Com um aporte de
R$ 1,7 bilhão de investidores chineses, a novata no mercado aéreo
brasileiro se torna a companhia mais valiosa do setor e a mais
capitalizada da América Latina. Até onde a empresa pode chegar?
O
discreto Cassa Hotel, na 45th Street, em Manhattan, registrou na última
semana uma movimentação atípica para um estabelecimento quatro
estrelas, sem muita ostentação. Foi neste endereço que um grupo de
bilionários chineses, controladores do grupo HNA, com base em Pequim, e
os brasileiros David Neeleman, CEO e maior acionista da Azul Linhas
Aéreas, e Antonoaldo Neves, presidente, assinaram um contrato de R$ 1,7
bilhão, anunciado na terça-feira 24.
O acordo, o maior do setor
neste ano, transferiu 23,7% do capital da empresa brasileira para os
chineses e transformou a novata no mercado, fundada em 2008, na mais
capitalizada da América Latina e na companhia aérea mais valiosa do
País, com R$ 7 bilhões. A TAM, que responde por 44% do Grupo Latam, tem
valor de mercado estimado em R$ 5,3 bilhões. Já a Gol vale R$ 1,2 bilhão
na bolsa.
“Estrategicamente, foi um negócio da China para nós e para
eles”, disse Neves à DINHEIRO, na sede da companhia, em São Paulo.
“Com
a operação, consolidamos uma base acionária global, ampliamos a
capilaridade de nossa malha e cobrimos nosso alcance em todo o planeta.”

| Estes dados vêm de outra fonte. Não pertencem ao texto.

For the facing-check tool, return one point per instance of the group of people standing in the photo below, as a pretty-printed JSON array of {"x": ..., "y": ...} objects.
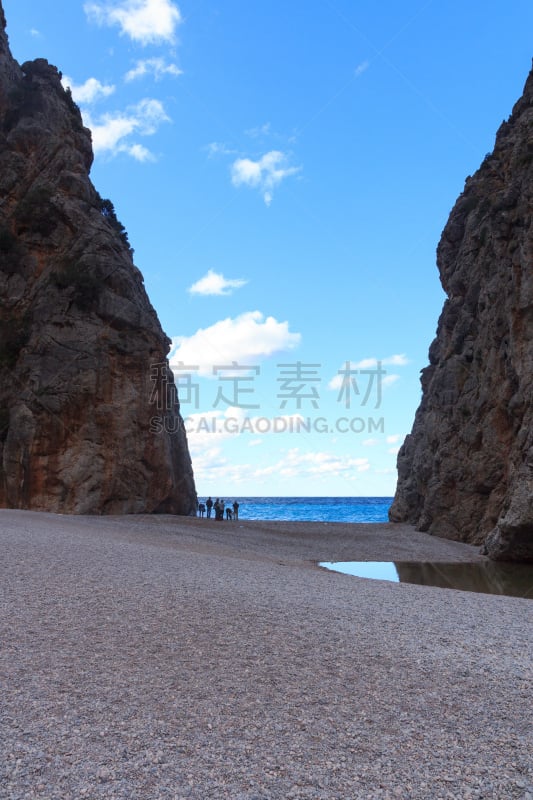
[{"x": 220, "y": 508}]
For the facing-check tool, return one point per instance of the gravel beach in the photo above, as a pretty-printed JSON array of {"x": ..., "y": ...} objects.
[{"x": 166, "y": 657}]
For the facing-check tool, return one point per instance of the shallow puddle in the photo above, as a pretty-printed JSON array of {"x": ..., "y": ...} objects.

A afirmação do executivo soa como exagero, mas não é. Além de ser a
companhia aérea com o maior número de destinos no Brasil, operando em
mais de cem cidades, a Azul tem como sócia a americana United Airlines,
que desembolsou US$ 100 milhões por uma fatia de 5%, em junho. Com isso,
passou a oferecer destinos em todas as grandes cidades americanas,
assim como os visitantes americanos ganharam acesso às cidades
brasileiras com menos escalas.
Já na Europa, a companhia fechou,
na quarta-feira 25, o acordo de compartilhamento de voos – o chamado
codeshare – com a portuguesa TAP, que teve 61% do capital
recém-adquirido por um consócio liderado por Neeleman, acionista com
participação de 67% na Azul. “Com a TAP, cobrimos todo o continente
europeu e africano”, disse Neves. “Faltava a Ásia. Agora, não falta
mais.” Sob a ótica dos chineses, a compra também faz todo sentido. O
Brasil ocupa, atualmente, a terceira posição no ranking dos maiores
mercados para a aviação comercial, atrás de Estados Unidos e da China.
A
HNA, com faturamento de US$ 25,6 bilhões no ano passado e mais de 110
mil funcionários, já controla dez companhias aéreas na China, além de
supermercados, bancos, empresas de logística e a agências de turismo. Na
aviação, a mais importante delas, a Hainan, é a principal operadora da
Embraer da Ásia, com 67 aeronaves. A frota atual, incluindo modelos
Boeing e Airbus, é de 561 aviões. A Azul, com receita de R$ 5,8 bilhões
em 2014 e prejuízo líquido de R$ 65 milhões, pouco em relação às
concorrentes, possui 88 aeronaves da Embraer, 59 turboélice ATR e sete
aviões Airbus.
“Mais do que dinheiro em caixa, a operação
permitirá que a Azul ganhe de sinergia com compra, leasing, manutenção e
seguros de aeronaves”, diz o consultor da Bain & Company, Guilherme
Amaral, especialista em aviação. “O grupo HNA é um conglomerado com
atuação expressiva no financiamento de aeronaves.”
No quesito
rentabilidade, a Azul já tem voado mais alto que suas concorrentes no
País.
Enquanto a companhia mantém 70 funcionários por aeronave, a
média de TAM, Gol e Avianca vai de 130 a 160 pessoas. “Temos uma
operação muito bem ajustada, com controle de todos os detalhes da
companhia”, afirmou Neves. “Estamos preparados para, no momento
apropriado, ir ao mercado”, completou o presidente, referindo-se à
aguardada estreia da Azul e do Tudo Azul, o programa de fidelidade da
companhia, na bolsa. Com R$ 1,7 bilhão em caixa, a abertura de capital
deixou de ser uma prioridade.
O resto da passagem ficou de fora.